PARTİDE ÇÖKME TEHLİKESİ

Erdoğan'ın söylentiler nedeniyle zayıfladığına dikkat çeken Le Figaro, yaşanan iktidar çatışmasını ele aldı. "Çok daha az iç ve uluslararası sahnede yer aldan Türk Başbakanı'nın sağlık durumunun belirsizliği, farklı emelleri uyandırıyor ve AKP'de çökme korkusu yaratıyor" dedi.

Erdoğan'ın Kasım dayındaki ameliyatı, Wikileaks tarafından yayınlanan Amerikan istihbarat ajansı Strafort yazışmalarında Erdoğan'a 2 yıl ömür biçilmesini hatırlatan gazete, Başbakanlık servileri Erdoğan'ın sağlık durumunun çok iyi olduğunu söylese de, "Siyasi sahnedeki uzun süreli yokluğu otoriter iktidarından kaynaklı sorunları ortaya çıkardı ve AKP'de liderlik için iç mücadeleyi ateşledi" dedi.

BREJNEV SENDROMU

10 Şubat'taki ikinci bir ameliyattan sonra geçen hafta yeniden işine döndüğünü belirten gazete, medyatik alanı tekeline alan Erdoğan'ın artık "aşırı tutumlu" şekilde kendisini ifade ettiğini ve Ankara'daki hareketliliğini sınırladığını yazdı.

"İstanbul'daki villasının hastaneye dönüştürüldüğü mırıldanılıyor" diyen gazete, Aralık ayında ABD Başkan Yardımcısı Joe Biden'in Erdoğan'ı evinde ziyaret etmek zorunda kaldığını hatırlattı. Davetlisi ile çekilen fotoğrafta Erdoğan'ın yorgun göründüğüne dikkat çeken Le Figaro, "Sadece nadir gazeteciler sessizlik yasasını kırmaya cesaret ederek, Sovyet yöneticisinin gizli hastalığı imasıyla 'Brejnev sendromu' tepkisinde bulunuyor" ifadelerini kullandı.

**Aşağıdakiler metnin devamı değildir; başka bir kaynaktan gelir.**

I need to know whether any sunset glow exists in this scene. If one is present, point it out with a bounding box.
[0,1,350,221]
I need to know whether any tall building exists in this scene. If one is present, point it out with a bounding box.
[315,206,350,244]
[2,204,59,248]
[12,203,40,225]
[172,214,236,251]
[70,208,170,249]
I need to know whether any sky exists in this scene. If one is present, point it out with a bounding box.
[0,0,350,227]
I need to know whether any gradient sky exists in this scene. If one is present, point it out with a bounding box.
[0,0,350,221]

Adı belirtilmeyen bir Avrupalı diplomat, "Sağlık durumunun belirsizliği atmosferi değiştiriyor. Seçimlerdeki üçüncü keskin zaferi ardından, herkes bir iktidar 'putinleşmesi' dönemine girildiğine inanıyordu. Bundan böyle, onda gelmekte olan bir diktatör görenler bile 'yeter ki çok erken gitmesin' diyor" şeklinde konuştu.

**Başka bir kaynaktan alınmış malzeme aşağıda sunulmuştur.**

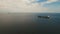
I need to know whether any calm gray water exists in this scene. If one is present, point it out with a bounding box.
[0,13,60,33]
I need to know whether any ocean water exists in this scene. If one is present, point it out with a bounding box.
[0,13,60,33]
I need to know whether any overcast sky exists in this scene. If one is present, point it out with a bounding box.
[0,0,60,13]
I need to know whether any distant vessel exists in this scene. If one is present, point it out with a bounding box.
[38,16,50,19]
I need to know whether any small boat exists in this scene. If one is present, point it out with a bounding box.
[38,16,50,19]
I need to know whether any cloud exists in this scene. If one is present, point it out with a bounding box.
[41,0,59,5]
[0,0,57,12]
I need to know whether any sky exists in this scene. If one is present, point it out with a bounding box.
[0,0,60,13]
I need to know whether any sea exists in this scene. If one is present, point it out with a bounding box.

AK PARTİ BİR KOALİSYON HÜKÜMETİ

Gazete, "Siyasi boşluk korkutuyor" diyerek bu sözleri yorumluyor. AKP'nin milliyetçiler, İslamcılar ve liberallerden oluşan bir koalisyon olduğunu kaydeden Le Figaro, şu değerlendirmede bulundu: "AKP, liderinin otoritesi olmazsa çökmekten kaçınabilir mi? Her halükarda, üç aydan beridir hükümet ve devlet bünyesinde çekişme hüküm sürüyor."

ERDOĞAN'IN DAVUTOĞLU'NA GÜVENİ KAYBOLDU

AK Parti'yi iyi tanıyan biri yakın çevrede "rekabetin inanılmaz" olduğunu söylerken, "Ahmet Davutoğlu bile Erdoğan'ın yerine göz dikti ve güvenirliğini kaybetti. Parti içerisinde, Amerikalıların yanında kendisine yer aradığı söyleniyor" diye belirtiyor.

En ciddi yarışın Abdullah Gül'ü isteyenler ile Erdoğan arasında yaşandığına işaret eden Le Figaro'ya konuşan gazeteci Mehmet Altan, "Her ikisi arasında artık rekabetten bile değil, nefretten bahsediliyor" diyor.

GÜL KOLTUĞUNU VERMEK İSTEMİYOR

Le Figaro, Gül'ün koltuğunu Erdoğan'a vermek istemediğini belirtirken, cephe vekillerle bir parti kurma teşebbüsünde bile bulunduğu iddiasına yer veriyor.

Gazete gölge bir aktör olarak tanıttığı "ABD'de sürgün imam Fethullah Gülen tarikatının" gücünün gerçek boyutlarının bu savaşı deşifre etmeyi zorlaştırdığını kaydediyor. Gülen tarikatının özellikle polis ve yargıda kökleştiği şüphesine yer veren gazete, MİT krizini hatırlatıyor.

HÜKÜMET KURUMLARI TAM KONTROL EDEMİYOR

"Türkleri düşkün olduğu bir komplo sözkonusu olabilir mi?" diye soran gazete diplomatın şu yorumunu aktarıyor: "Bu olay, her halükarda hükümetin içerde düşmanlarının olduğunu ve kurumları tamamen kontrol edemediğini gösteriyor."

Gazete, Gülen Tarikatı'nın Erdoğan'ı "aşırı bağnaz" bulduğunu herkesin bildiğini ve tarikatın Abdullah Gül'ü tercih ettiğini belirtiyor. Adı belirtilmeyen etkili bir cemaatçi "Kimi destekleyeceğimizi söylemek için henüz çok erken" diyor.